Investors, on the other hand, got tricked by the unicorn legend. They rushed in hoping to “play” an IPO at the ground floor of India’s booming edtech. But what if that ground is built on shaky sands? PW’s disclosures reveal it is not a polished late-stage company with everything buttoned up – it’s more like a startup still wrestling with exactly the kind of problems it once claimed to solve. The brand name alone won’t keep the business afloat if marquee courses collapse or regulatory troubles (an FIR, consumer-protection cases, etc.) follow.
Hedge funds and mutual funds have big stakes, and even as one IPO banker gloated that the founders’ shares are “acquisition cost was negligible” for them, early investors will be watching the stock closely. A severe reputational hit – which certainly seems possible given these “unique” issues – could leave retail investors nursing big losses.
In a very real sense, both students and investors are on the hook. Students invest time, tuition, and trust; investors put in money and confidence. If either side gets burnt, it will sting double. The question haunting many is: will this end up being PhysicsWallah’s greatest lesson – in physics, perhaps, or in how not to build an educational empire?

At the end…
Physics Wallah’s IPO should have been a feel-good story: a tech-savvy tutor from a small town leads India’s classrooms. Instead, it’s become a cautionary tale. The company’s own IPO filings have aired spine-chilling anecdotes (slipper attacks, fan accidents) and implied that anything could happen next. Independent reports have unearthed pricing traps and credential confusion. Even PW’s marketing plays, meant to inspire students, backfired as outright PR disasters (from environmental vandalism to tearful teacher rebellions).

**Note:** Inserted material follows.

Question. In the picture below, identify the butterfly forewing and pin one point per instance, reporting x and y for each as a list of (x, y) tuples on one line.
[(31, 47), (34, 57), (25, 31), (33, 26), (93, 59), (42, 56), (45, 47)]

For investors, the takeaway is clear: be skeptical of the hype. In PW’s case, the shiny exterior is scratched. The “unique” risks flagged by Zerodha are no joke; they signal a company grappling with fundamental issues as it tries to scale. Paying ₹109 a share for a company that just admitted it can’t guarantee student safety or course quality might be premature. For parents and students, the lesson is also stern: high-profile brand names can break trust. Make sure the education you buy lives up to its promise, especially when hefty fees are charged.
In sum, Physics Wallah’s upcoming IPO may yet succeed on paper – heavy subscriptions are likely – but the long-term cost could be very high if the underlying problems aren’t fixed. As PW itself acknowledges, incidents like these “could adversely affect its reputation and financial condition”. Fooling investors (and students) once was easy with internet star power; fooling them twice will be much harder. Those counting their winnings would do well to remember: investors and learners alike deserve more than unique surprises in their risk disclosures.